Il ressort des pièces du dossier que, pour rejeter la demande de titre de séjour présentée par M. B..., le préfet du Val-d’Oise s’est exclusivement fondé sur la circonstance que la présence de l’intéressé en France constituait une menace pour l’ordre public, au motif qu’il avait usurpé une identité lors de son embauche par la commune de Bezons. Toutefois, alors que le préfet du Val-d’Oise ne soulève aucun autre grief à l’encontre du requérant, cette seule circonstance ne suffit pas à établir que la présence de M. B... sur le territoire français constitue une menace pour l’ordre public à la date de la décision attaquée. Par suite, M. B... est fondé à soutenir que le préfet du Val-d’Oise a méconnu les dispositions de l’article L. 432-1 du code de l'entrée et du séjour des étrangers et du droit d'asile.

Il résulte de ce qui précède, sans qu’il soit besoin d’examiner les autres moyens de la requête, que M. B... est fondé à demander l’annulation de la décision du préfet du Val‑d’Oise du 28 décembre 2023.
Sur les conclusions aux fins d’injonction sous astreinte :

L’annulation de la décision contestée pour le motif énoncé au point 4 implique le réexamen de la situation de l’intéressé. Ainsi, il y a lieu d’enjoindre au préfet du Val‑d’Oise, ou au préfet territorialement compétent, de procéder au réexamen de la situation de M. B... dans le délai de deux mois à compter de la notification du présent jugement. Il n’y a pas lieu, à ce stade, d’assortir cette injonction d’une astreinte.

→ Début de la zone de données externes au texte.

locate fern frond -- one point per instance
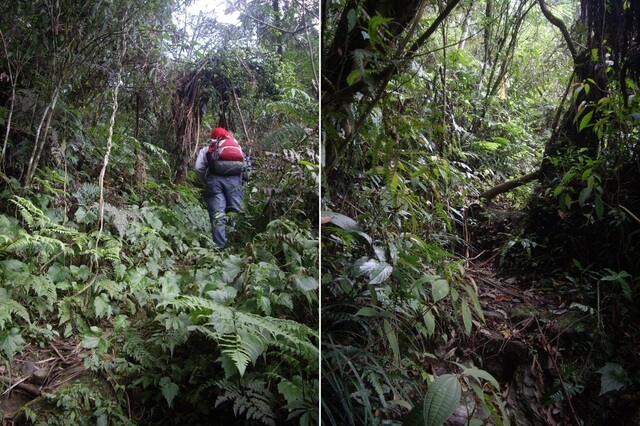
(252, 400)
(135, 347)
(32, 215)
(245, 336)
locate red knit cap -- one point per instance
(219, 132)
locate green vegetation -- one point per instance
(476, 154)
(106, 258)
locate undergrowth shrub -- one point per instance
(187, 330)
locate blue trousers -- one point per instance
(223, 194)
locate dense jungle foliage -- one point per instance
(107, 267)
(470, 146)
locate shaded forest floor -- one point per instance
(544, 339)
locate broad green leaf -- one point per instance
(380, 273)
(169, 390)
(439, 289)
(341, 221)
(102, 306)
(430, 323)
(393, 340)
(351, 19)
(599, 206)
(306, 283)
(558, 190)
(368, 311)
(613, 377)
(291, 391)
(441, 400)
(584, 196)
(231, 268)
(585, 120)
(364, 266)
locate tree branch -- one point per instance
(509, 185)
(563, 29)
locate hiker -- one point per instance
(221, 167)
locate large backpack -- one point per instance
(225, 157)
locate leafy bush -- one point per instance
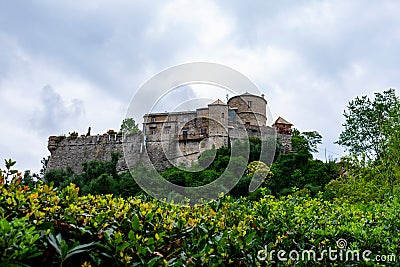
(62, 227)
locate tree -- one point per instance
(370, 123)
(129, 126)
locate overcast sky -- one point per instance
(68, 65)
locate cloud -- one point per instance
(53, 113)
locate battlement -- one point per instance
(174, 137)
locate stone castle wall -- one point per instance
(73, 151)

Sur les conclusions aux fins d’application des dispositions de l’article L. 761-1 du code de justice administrative :

Dans les circonstances de l’espèce, il y a lieu de mettre à la charge de l’État, partie perdante, le versement à M. B..., de la somme de 1 000 (mille) euros sur le fondement des dispositions de l’article L. 761-1 du code de justice administrative.


D É C I D E :


Article 1er : La décision du préfet du Val-d’Oise du 28 décembre 2023 est annulée.

Article 2 : Il est enjoint au préfet du Val-d’Oise, ou au préfet territorialement compétent, de réexaminer la demande de M. B... dans le délai de deux mois à compter de la notification du présent jugement.

Article 3 : L’État versera à M. B... la somme de 1 000 euros en application des dispositions de l’article L. 761-1 du code de justice administrative.

Article 4 : Le surplus des conclusions de la requête de M. B... est rejeté.

Article 5 : Le présent jugement sera notifié à M. A... B... et au préfet du Val-d’Oise.

Délibéré après l'audience du 2 octobre 2025, à laquelle siégeaient :

M. Kelfani, président, Mme Gabez, première conseillère, et M. Chichportiche-Fossier, conseiller.

Rendu public par mise à disposition au greffe le 17 octobre 2025.

La rapporteure,
signé
C. GABEZ
Le président,
signé
K. KELFANI

La greffière,

signé

L. CHOUITEH

La République mande et ordonne au préfet du Val-d’Oise, ou au préfet territorialement compétent, en ce qui le concerne ou à tous commissaires de justice à ce requis en ce qui concerne les voies de droit commun contre les parties privées, de pourvoir à l'exécution de la présente décision.